If you or someone related to you, personally or professionally, has an interest in a property or business you have listed, there is a conflict of interest and you must follow specific procedures set out in the Act.

  • Rule 9.14

    A licensee must not act in a capacity that would attract more than 1 commission in the same transaction.

    Licensees cannot be employed by both a buyer and seller in the same transaction.

  • Rule 9.15

    A licensee must not engage in business or professional activity other than real estate agency work where the business or activity would, or could reasonably be expected to, compromise the discharge of the licensee’s obligations.

    This rule addresses the issue of you acting outside your role as a licensed real estate professional when involved in a transaction.

    An example is a licensee who is giving advice as a mortgage advisor or valuer, because they may be able to influence someone to buy or sell a property to earn a commission.

  • Licensee failed to outline conflict of interest to vendors

    The licensee accepted that he allowed the sale to himself and his partner to proceed without getting the complainant’s consent in the prescribed form, and without providing them with a written (or any) valuation by a registered valuer, as required by section 134(1) and (3), and 135. He also accepted that he did not tell the complainants that because of his failure to comply with the requirements of section 134 and 135, they could cancel the sale contract.

    The Tribunal rejected the suggestion that the licensee genuinely believed he was acting correctly given the importance of the obligations and the fact that he was a very experienced licensee and licensed as a branch manager.
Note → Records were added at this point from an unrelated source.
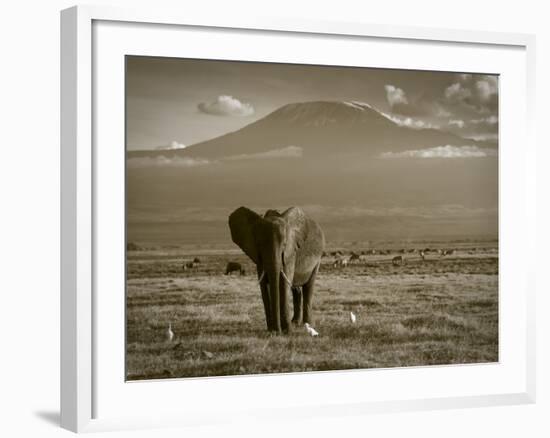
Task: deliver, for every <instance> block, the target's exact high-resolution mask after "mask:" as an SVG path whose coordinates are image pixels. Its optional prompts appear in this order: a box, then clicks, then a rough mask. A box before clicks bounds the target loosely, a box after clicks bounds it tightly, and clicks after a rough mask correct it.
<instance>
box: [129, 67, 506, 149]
mask: <svg viewBox="0 0 550 438" xmlns="http://www.w3.org/2000/svg"><path fill="white" fill-rule="evenodd" d="M318 100H329V101H360V102H366V103H369V104H370V105H372V106H374V107H375V108H377V109H378V110H380V111H381V112H383V113H384V114H385V115H387V116H388V117H389V118H392V120H394V121H396V122H398V123H400V124H404V125H408V126H413V127H416V128H423V127H435V128H438V129H441V130H444V131H449V132H453V133H456V134H458V135H460V136H462V137H466V138H474V139H478V140H496V138H497V133H498V78H497V77H496V76H487V75H483V74H470V73H456V72H453V73H448V72H433V71H410V70H390V69H370V68H354V67H334V66H311V65H296V64H273V63H250V62H240V61H212V60H193V59H177V58H156V57H136V56H128V57H127V64H126V109H127V142H126V143H127V144H126V146H127V149H128V150H138V149H149V150H153V149H164V148H166V149H170V148H182V147H186V146H189V145H192V144H195V143H198V142H201V141H205V140H209V139H212V138H215V137H218V136H220V135H223V134H226V133H228V132H232V131H235V130H238V129H240V128H242V127H244V126H246V125H248V124H250V123H252V122H254V121H256V120H259V119H261V118H263V117H265V116H266V115H268V114H269V113H271V112H272V111H274V110H276V109H278V108H280V107H281V106H283V105H286V104H288V103H294V102H308V101H318Z"/></svg>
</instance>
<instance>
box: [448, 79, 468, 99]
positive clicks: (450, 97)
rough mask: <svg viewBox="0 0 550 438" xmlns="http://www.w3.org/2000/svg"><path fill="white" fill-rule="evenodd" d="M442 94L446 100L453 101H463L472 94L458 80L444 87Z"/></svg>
mask: <svg viewBox="0 0 550 438" xmlns="http://www.w3.org/2000/svg"><path fill="white" fill-rule="evenodd" d="M443 94H444V95H445V98H446V99H447V100H450V101H454V102H457V101H464V100H465V99H468V98H469V97H471V96H472V92H471V91H470V90H469V89H468V88H465V87H464V86H463V85H462V84H461V83H460V82H455V83H454V84H452V85H449V86H448V87H447V88H445V91H444V93H443Z"/></svg>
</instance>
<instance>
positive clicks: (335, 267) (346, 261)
mask: <svg viewBox="0 0 550 438" xmlns="http://www.w3.org/2000/svg"><path fill="white" fill-rule="evenodd" d="M348 264H349V258H348V257H339V258H337V259H336V260H335V261H334V263H333V266H334V267H335V268H337V267H341V268H345V267H346V266H347V265H348Z"/></svg>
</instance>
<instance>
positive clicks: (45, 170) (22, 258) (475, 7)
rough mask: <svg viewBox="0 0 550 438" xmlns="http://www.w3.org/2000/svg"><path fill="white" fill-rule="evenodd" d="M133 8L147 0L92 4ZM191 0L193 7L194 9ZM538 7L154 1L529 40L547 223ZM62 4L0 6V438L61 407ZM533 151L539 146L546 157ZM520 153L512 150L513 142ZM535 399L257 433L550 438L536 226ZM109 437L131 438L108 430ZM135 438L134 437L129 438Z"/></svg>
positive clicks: (548, 236) (167, 2) (545, 220)
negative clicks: (509, 436)
mask: <svg viewBox="0 0 550 438" xmlns="http://www.w3.org/2000/svg"><path fill="white" fill-rule="evenodd" d="M95 3H105V4H122V5H136V6H137V5H139V4H148V3H149V4H151V3H153V2H146V1H131V0H127V1H111V2H108V1H96V2H95ZM196 3H199V4H198V5H197V4H196ZM545 3H546V2H543V1H536V0H524V1H522V2H503V1H497V0H485V1H479V0H473V1H472V0H463V1H462V2H453V3H451V2H444V1H441V0H439V1H428V0H417V1H414V2H412V1H407V0H393V1H386V2H383V1H382V2H380V1H376V2H367V1H364V0H363V1H357V2H354V1H351V0H349V1H348V0H338V1H337V2H324V3H321V1H320V0H317V1H301V2H298V1H297V0H277V1H273V2H270V3H269V4H267V3H266V2H260V1H256V2H252V1H250V2H247V1H245V0H233V1H231V2H222V1H219V2H214V1H207V0H204V1H200V2H186V3H184V2H182V1H156V2H155V4H156V5H157V6H159V7H162V6H175V5H179V7H183V8H190V7H193V8H201V9H205V10H211V9H212V8H214V9H216V10H218V11H227V14H228V15H230V14H239V13H241V12H242V13H244V12H246V13H250V14H254V13H256V14H257V15H268V14H272V15H279V16H299V17H304V16H305V17H308V18H312V19H315V18H319V19H331V20H332V19H341V20H348V21H356V20H361V21H365V22H373V23H392V24H408V25H409V24H414V25H419V26H431V27H451V28H459V29H485V30H496V31H504V32H529V33H536V34H537V38H538V40H537V43H538V53H537V57H538V58H537V76H538V84H537V89H538V93H537V94H538V102H537V111H538V120H537V127H538V142H539V156H538V166H539V167H538V178H539V191H540V193H539V198H540V199H539V207H540V208H539V224H540V228H542V227H543V226H545V225H546V224H548V223H550V221H549V217H548V207H547V203H546V202H544V201H545V200H546V199H548V197H547V193H548V192H547V191H546V190H544V187H545V185H547V184H548V182H549V181H548V180H549V177H548V172H545V167H546V165H548V163H549V160H548V158H549V153H548V145H549V142H548V135H547V133H546V130H545V129H544V128H546V126H545V125H546V123H545V122H546V120H545V119H546V117H547V115H548V110H547V108H546V106H545V105H543V103H544V101H545V100H547V99H548V98H550V94H549V92H548V91H549V90H548V82H549V81H548V78H549V77H550V27H549V26H548V24H547V17H548V16H549V14H548V12H547V11H546V10H545V8H544V6H545ZM72 4H73V3H72V2H70V1H63V0H50V1H39V0H27V1H21V2H14V1H11V2H10V3H8V2H4V3H3V4H2V14H1V19H0V20H1V24H0V32H1V33H2V36H1V38H0V47H1V51H0V56H1V57H0V60H1V61H0V62H1V67H0V79H1V80H0V105H1V108H2V122H1V124H0V126H1V128H0V138H1V139H2V143H1V154H0V182H1V184H0V190H1V192H0V201H1V205H2V210H1V212H2V213H1V216H0V217H1V224H0V233H1V235H0V266H1V268H0V273H1V278H0V290H1V292H2V295H3V297H4V298H5V297H7V298H8V299H7V300H6V299H4V300H3V302H2V306H1V307H0V327H1V330H0V336H1V340H2V343H1V344H0V347H1V348H2V353H1V354H0V378H1V381H0V412H1V415H0V418H1V421H0V434H1V435H2V436H7V437H14V436H29V437H33V436H41V437H47V436H56V435H62V434H68V432H65V431H62V430H60V429H58V428H57V426H56V422H57V421H58V404H59V395H58V392H59V391H58V387H59V376H58V369H59V342H58V333H59V322H58V320H59V292H58V289H59V214H58V211H59V10H60V9H62V8H65V7H68V6H71V5H72ZM543 145H544V146H546V147H547V148H546V149H545V150H544V149H543ZM518 147H521V145H518ZM538 236H539V242H540V246H539V249H538V257H536V256H535V255H528V257H531V258H532V260H533V263H537V264H538V271H539V272H540V275H539V279H538V282H539V283H538V292H539V294H538V325H539V332H538V339H537V344H538V369H539V373H538V382H539V383H538V403H537V404H536V405H531V406H519V407H499V408H484V409H470V410H455V411H436V412H422V413H408V414H399V415H372V416H368V417H361V418H343V419H326V420H319V419H315V420H311V421H303V422H297V423H292V424H288V423H281V424H277V425H273V426H272V427H270V428H269V430H268V431H265V432H264V433H262V435H263V436H277V435H279V434H281V433H282V434H288V436H298V435H302V436H308V435H310V436H343V435H359V436H381V435H383V436H423V437H431V436H434V437H435V436H437V437H440V436H445V437H446V438H447V437H454V436H457V437H459V436H460V437H464V436H483V435H485V436H511V437H512V436H513V437H516V436H550V435H548V434H549V432H550V425H549V421H548V416H549V413H550V384H549V379H548V370H549V369H550V367H549V360H548V359H549V348H550V342H549V340H548V333H549V326H550V325H549V322H548V319H547V318H546V317H545V316H546V315H545V310H546V309H548V305H549V299H548V295H547V293H548V291H549V288H548V285H549V284H548V283H549V282H548V280H547V279H546V278H545V277H544V276H543V274H544V273H545V271H546V269H547V266H546V265H547V262H548V254H547V253H545V252H544V251H543V248H545V247H548V245H549V239H548V237H549V235H548V232H547V231H546V229H544V230H542V229H539V231H538ZM204 432H208V434H207V436H218V435H222V436H232V435H237V436H258V435H259V433H258V432H259V431H257V430H255V429H254V428H253V427H248V428H244V430H243V426H239V427H238V428H237V427H234V428H227V427H225V428H223V429H222V430H219V429H216V428H204V429H203V430H193V431H184V432H183V433H185V434H186V435H187V436H195V435H199V434H201V436H204ZM137 434H138V435H140V436H182V431H162V432H160V433H159V432H158V431H157V432H139V433H137ZM109 436H113V437H114V436H130V433H116V434H112V435H109ZM132 436H133V435H132Z"/></svg>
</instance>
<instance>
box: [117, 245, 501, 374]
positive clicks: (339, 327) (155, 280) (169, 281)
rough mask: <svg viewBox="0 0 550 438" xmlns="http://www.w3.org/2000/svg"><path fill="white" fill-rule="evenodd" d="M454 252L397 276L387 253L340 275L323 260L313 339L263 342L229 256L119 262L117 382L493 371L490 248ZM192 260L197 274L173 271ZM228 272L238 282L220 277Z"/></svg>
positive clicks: (399, 266) (261, 320)
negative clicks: (449, 364)
mask: <svg viewBox="0 0 550 438" xmlns="http://www.w3.org/2000/svg"><path fill="white" fill-rule="evenodd" d="M417 247H418V248H421V247H424V246H423V245H420V246H417ZM447 247H449V246H447ZM453 248H455V249H456V250H455V253H454V254H453V255H451V256H445V257H441V256H439V255H437V254H435V253H433V252H432V253H430V254H429V255H428V256H427V257H426V260H422V259H421V258H420V256H419V255H418V253H405V254H404V258H405V259H406V263H405V264H404V265H403V266H393V265H392V263H391V259H392V257H393V256H395V255H396V254H397V249H396V248H393V249H392V251H391V254H385V255H370V256H367V261H366V263H358V264H352V265H350V266H348V267H344V268H342V267H334V266H333V261H334V257H330V256H329V257H325V258H323V263H322V266H321V269H320V272H319V276H318V280H317V290H316V293H315V295H314V299H313V307H314V322H313V326H314V327H315V329H316V330H317V331H318V332H319V333H320V334H319V336H318V337H315V338H313V337H310V336H308V334H307V333H306V331H305V329H304V328H303V327H296V328H295V329H294V330H293V331H292V333H291V334H289V335H288V336H270V335H269V334H268V332H267V331H266V326H265V318H264V314H263V306H262V301H261V297H260V292H259V287H258V284H257V282H256V273H255V268H254V266H253V265H252V263H251V262H249V261H248V259H247V258H246V257H245V256H244V255H242V253H241V252H240V251H238V250H230V249H227V250H205V249H197V248H195V249H189V248H160V249H149V250H140V251H129V252H128V263H127V296H126V309H127V315H126V316H127V318H126V324H127V327H126V337H127V346H126V366H127V372H126V375H127V379H128V380H140V379H157V378H178V377H198V376H222V375H238V374H257V373H274V372H298V371H317V370H343V369H356V368H380V367H404V366H421V365H438V364H439V365H441V364H466V363H483V362H495V361H498V250H497V248H496V243H492V244H491V243H487V242H484V243H479V244H475V243H471V242H470V243H468V244H462V245H459V246H457V245H455V246H453ZM335 249H338V248H335ZM333 250H334V249H329V252H330V251H333ZM359 250H360V248H357V251H359ZM346 251H348V252H349V248H348V249H347V250H346ZM195 257H198V258H199V259H200V263H199V264H197V265H196V267H193V268H191V269H186V270H183V269H182V265H183V264H184V263H185V262H189V261H191V260H193V258H195ZM230 260H231V261H239V262H241V263H243V265H244V266H245V268H246V275H244V276H240V275H238V274H233V275H230V276H226V275H224V270H225V265H226V263H227V262H228V261H230ZM351 311H353V312H354V313H355V314H356V315H357V322H356V323H355V324H352V323H351V321H350V312H351ZM169 323H171V324H172V330H173V332H174V339H173V340H172V342H168V341H167V335H166V333H167V329H168V324H169Z"/></svg>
It noted that these provisions were well known to licensees, and fundamental to the Act’s purpose of promoting public confidence in the performance of real estate agency work, and a breach must be regarded seriously.

    The licensee did not lose his obligations by calling the transaction a "private sale" on the Agreement for Sale and Purchase, and not charging commission. He was still required to comply with the Act and follow the correct process.
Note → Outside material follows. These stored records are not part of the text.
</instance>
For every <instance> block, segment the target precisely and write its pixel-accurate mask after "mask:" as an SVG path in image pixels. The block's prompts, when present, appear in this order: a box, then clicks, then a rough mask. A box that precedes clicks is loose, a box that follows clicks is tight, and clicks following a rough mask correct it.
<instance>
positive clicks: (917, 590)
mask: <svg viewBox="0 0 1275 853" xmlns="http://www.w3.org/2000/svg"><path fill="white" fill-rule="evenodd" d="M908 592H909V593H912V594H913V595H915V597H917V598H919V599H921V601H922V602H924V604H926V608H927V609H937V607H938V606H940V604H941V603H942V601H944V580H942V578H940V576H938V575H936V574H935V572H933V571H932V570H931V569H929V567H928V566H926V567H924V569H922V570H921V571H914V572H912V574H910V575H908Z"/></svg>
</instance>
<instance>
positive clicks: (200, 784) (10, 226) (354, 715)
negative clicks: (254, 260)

  • Didn’t act in the vendor’s best interest

    This allegation was based on the prospective buyers’ evidence that the licensee had said that the sale price for the property was not expected to go above its rateable value.

    The Tribunal accepted this evidence and therefore found that the licensee had significantly reduced the possibility that the property would sell for the price the complainants (his clients) wished to achieve.

    Further, because the licensee made an offer on the same day the prospective purchasers’ offer had been rejected the Tribunal:

    • doubted that all potential buyers had been or would be exhausted
    • noted that there was no opportunity for any potential buyers who were not already on the database to show themselves.
  • Related rules

    Section 134: The licensee failed to obtain the complainants’ informed consent to continue acting on the sale when he had a conflict of interest arising out of his decision to purchase the property for himself.

    Section 135: The licensee failed to provide the complainants with a written (or any) independent valuation of the property.

    Rule 10.2: The licensee ‘failed to provide them with a written (or any) appraisal of the property’.

    Rule 10.3: The licensee ‘failed to advise the complainants how the properties referred to in documents provided to them had been selected and how that information could be reflected in the price for the property’.

    Rule 9.1: Licensee ‘failed to act in the complainant’s best interests’.

  • What this means for you

    You cannot assume the client is knowledgeable and understands and it’s not acceptable for a licensee to assume that the requirements of the Act and Rules do not need to be complied within a case.[TB1]You must comply with your obligations under section 134 of the Act in every case. You must provide the vendor with an independent valuation and written appraisal as well as their written informed consent to move forward with the sale.